When I started at my current library in 2014, I was surprised at how unusable my existing presentation area was. There was a screen, but it was so high up that I could not reach it to pull it down. It appeared to have had a remote control at one time, but no one knew where it might be. I dug up a computer projector in the library office, but no electrical outlets existed where I needed them. I had no cart for the projector, so I had to place it on top of a nonfiction shelf. There were cords dangling everywhere because I had strung extension cords across the library due to no outlets. There was no audio available, so more cords were added to set up speakers. Once I got the projector going, it became clear that there was way too much natural light in the area. After about 9am, the sun streaming in from our skylights and two walls of windows completely drowned out the projected image. What a mess!

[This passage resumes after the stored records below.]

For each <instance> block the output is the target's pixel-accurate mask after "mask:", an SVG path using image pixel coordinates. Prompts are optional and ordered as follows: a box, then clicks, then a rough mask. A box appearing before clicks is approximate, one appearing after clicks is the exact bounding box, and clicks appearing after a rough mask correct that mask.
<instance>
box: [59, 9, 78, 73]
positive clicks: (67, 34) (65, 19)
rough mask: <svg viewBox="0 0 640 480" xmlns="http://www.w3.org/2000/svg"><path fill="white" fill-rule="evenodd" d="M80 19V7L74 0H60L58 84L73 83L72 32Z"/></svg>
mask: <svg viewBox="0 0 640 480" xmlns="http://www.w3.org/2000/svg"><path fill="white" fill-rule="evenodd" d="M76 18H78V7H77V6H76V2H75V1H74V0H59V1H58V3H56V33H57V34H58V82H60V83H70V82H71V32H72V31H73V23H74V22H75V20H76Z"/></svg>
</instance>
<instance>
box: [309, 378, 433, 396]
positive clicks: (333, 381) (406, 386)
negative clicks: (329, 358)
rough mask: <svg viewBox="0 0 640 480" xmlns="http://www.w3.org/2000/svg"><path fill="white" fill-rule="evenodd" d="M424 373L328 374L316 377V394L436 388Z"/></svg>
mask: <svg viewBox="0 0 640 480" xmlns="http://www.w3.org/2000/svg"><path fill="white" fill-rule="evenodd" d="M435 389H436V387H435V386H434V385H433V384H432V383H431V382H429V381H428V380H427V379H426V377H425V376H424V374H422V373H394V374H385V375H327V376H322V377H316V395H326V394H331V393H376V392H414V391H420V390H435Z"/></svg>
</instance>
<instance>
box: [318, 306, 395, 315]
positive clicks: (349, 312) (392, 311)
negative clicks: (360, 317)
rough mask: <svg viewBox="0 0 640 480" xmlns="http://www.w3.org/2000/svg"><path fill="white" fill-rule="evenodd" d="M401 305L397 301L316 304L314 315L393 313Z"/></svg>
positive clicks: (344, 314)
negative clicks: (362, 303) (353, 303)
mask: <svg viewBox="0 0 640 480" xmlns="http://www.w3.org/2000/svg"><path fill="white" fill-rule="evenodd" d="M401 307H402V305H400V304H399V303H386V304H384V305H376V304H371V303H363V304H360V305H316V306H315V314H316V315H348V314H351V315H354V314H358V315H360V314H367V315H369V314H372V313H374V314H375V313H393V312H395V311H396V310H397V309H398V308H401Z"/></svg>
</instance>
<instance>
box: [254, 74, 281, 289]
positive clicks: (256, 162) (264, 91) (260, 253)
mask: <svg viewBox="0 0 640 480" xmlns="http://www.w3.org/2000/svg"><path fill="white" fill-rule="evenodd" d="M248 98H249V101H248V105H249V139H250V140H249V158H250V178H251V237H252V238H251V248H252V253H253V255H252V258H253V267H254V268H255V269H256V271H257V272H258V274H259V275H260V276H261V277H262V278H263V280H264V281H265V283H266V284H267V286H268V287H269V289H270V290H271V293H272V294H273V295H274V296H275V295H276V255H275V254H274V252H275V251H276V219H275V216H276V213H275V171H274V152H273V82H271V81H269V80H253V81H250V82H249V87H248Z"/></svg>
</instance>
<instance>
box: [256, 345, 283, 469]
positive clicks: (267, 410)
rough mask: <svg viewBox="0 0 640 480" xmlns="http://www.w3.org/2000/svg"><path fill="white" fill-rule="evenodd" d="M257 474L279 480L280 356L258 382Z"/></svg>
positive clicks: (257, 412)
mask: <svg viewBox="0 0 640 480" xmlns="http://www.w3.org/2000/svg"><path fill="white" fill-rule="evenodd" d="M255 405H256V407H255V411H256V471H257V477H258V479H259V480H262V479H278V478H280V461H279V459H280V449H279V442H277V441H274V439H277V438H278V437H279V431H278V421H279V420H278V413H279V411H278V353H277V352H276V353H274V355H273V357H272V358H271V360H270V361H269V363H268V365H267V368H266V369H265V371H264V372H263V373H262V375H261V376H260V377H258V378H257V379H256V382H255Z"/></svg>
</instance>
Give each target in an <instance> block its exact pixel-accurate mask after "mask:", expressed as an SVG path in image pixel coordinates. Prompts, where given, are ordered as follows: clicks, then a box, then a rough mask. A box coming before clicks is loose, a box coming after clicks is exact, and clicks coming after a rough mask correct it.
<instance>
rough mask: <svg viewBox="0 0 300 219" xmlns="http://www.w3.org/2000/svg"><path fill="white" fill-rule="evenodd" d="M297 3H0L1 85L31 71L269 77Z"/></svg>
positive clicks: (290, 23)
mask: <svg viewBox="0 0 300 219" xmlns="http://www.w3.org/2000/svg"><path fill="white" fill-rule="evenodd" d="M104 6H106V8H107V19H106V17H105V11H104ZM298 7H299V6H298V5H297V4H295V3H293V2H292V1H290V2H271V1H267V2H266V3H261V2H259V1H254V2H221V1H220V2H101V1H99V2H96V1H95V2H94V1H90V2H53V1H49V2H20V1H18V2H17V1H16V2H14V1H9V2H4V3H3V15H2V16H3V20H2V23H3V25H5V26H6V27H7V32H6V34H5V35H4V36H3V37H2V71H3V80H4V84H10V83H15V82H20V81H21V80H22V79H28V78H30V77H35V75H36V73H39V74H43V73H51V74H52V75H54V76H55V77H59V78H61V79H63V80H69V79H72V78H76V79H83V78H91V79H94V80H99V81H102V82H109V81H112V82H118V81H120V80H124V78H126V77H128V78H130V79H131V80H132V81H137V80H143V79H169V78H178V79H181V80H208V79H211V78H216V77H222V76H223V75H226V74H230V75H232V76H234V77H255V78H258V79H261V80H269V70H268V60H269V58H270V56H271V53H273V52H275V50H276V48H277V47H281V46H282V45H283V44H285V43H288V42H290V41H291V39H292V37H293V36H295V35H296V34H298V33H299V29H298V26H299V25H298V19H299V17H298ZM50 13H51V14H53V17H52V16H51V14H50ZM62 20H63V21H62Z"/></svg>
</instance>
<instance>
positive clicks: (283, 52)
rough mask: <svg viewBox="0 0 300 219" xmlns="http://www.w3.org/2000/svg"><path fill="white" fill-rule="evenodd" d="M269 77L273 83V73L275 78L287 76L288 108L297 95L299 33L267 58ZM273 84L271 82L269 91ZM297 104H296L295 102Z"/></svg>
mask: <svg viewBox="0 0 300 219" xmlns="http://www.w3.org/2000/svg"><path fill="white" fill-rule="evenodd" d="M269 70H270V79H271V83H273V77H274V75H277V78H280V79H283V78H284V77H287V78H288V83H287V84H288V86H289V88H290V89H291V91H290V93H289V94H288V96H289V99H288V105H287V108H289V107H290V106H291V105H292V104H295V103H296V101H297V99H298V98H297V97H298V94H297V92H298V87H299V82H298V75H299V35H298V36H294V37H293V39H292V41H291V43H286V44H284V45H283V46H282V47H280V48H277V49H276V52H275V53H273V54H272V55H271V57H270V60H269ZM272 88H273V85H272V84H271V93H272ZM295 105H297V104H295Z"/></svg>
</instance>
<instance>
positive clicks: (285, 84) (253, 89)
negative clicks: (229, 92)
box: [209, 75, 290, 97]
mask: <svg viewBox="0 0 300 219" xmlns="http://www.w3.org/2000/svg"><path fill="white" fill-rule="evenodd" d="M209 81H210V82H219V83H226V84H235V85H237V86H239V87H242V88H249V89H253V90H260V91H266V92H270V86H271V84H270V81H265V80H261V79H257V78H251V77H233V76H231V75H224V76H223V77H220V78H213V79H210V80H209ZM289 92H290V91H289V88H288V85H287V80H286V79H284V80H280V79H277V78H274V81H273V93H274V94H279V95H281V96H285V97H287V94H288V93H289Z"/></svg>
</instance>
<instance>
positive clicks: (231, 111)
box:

Within a few months, I had experimented with different areas of the library to combat that bright natural light. The solution came in my asking for (and getting!!!) a 70" flatscreen on a cart that would be permanently housed in the library. It had its own speakers, and natural light didn't obscure the image. If your area doesn't work no matter what you try, speak up! It turned out that my school just happened to have that beautiful flatscreen sitting in storage. It was still in the box!
You should have a designated area for:
- story time (preK, elementary, possibly MS)
- teaching/presentation area that includes enough tables/chairs for an entire class to sit comfortably, a presentation screen, computer or laptop connections, speakers
- study areas--these are tables where students can work individually or in groups
- independent reading areas
- catalog search stations
- circulation desk--needs at least one computer, barcode scanner or reader
- book return--ideally, near the main entrance and/or circulation desk
- ideally, a makerspace area (large table with chairs)
The photo is a little blurry, but this is my completed presentation area today:
8. Review existing circulation policies.
What is the checkout period? How many books can students, teachers, and parents checkout at one time? What happens when books are late? Damaged? Unless you are starting a brand-new library, you should be able to find these policies on the school or district website.
9. Attend department meetings.
The vast majority of teachers will be thrilled to have you at their department meetings. Attending these meetings regularly shows that you care about what's happening in the classrooms and that you see the library as an extension of the classroom.
You don't have to say anything much at the meeting; in fact, the less you say the better. Go to listen, to take notes, to learn who's who, to introduce yourself. Listen well, and you will learn much about what the teachers need from the library and what you can do to support them.
10. Join LM_Net.
LM_Net is a gigantic, free email listserv of all types of librarians across the globe. Topics of discussion range from circulation policies, copyright questions, curriculum, IB support, cataloging, bibliographies, book reviews, job postings, and more. I love LM_Net!!! Joining is as simple as sending a blank email, and you can choose how many emails you receive.
A word of caution: If you choose to receive all LM_Net emails, you will get a lot of email every day. I probably receive 30 or more emails every day from LM_Net. I enjoy my LM_Net emails now, but when I was a new librarian, I found the full listserv to be so overwhelming that I canceled my service for several years. I advise new librarians to start with the digest version, which will limit the number of emails you receive while still allowing you to post questions to the group.
Though it may sometimes feel like it, you are not alone. If you have questions, post to the group! You will get lots of support and answers to your questions, and you'll probably make some new friends in the process. Don't be shy--we want to help!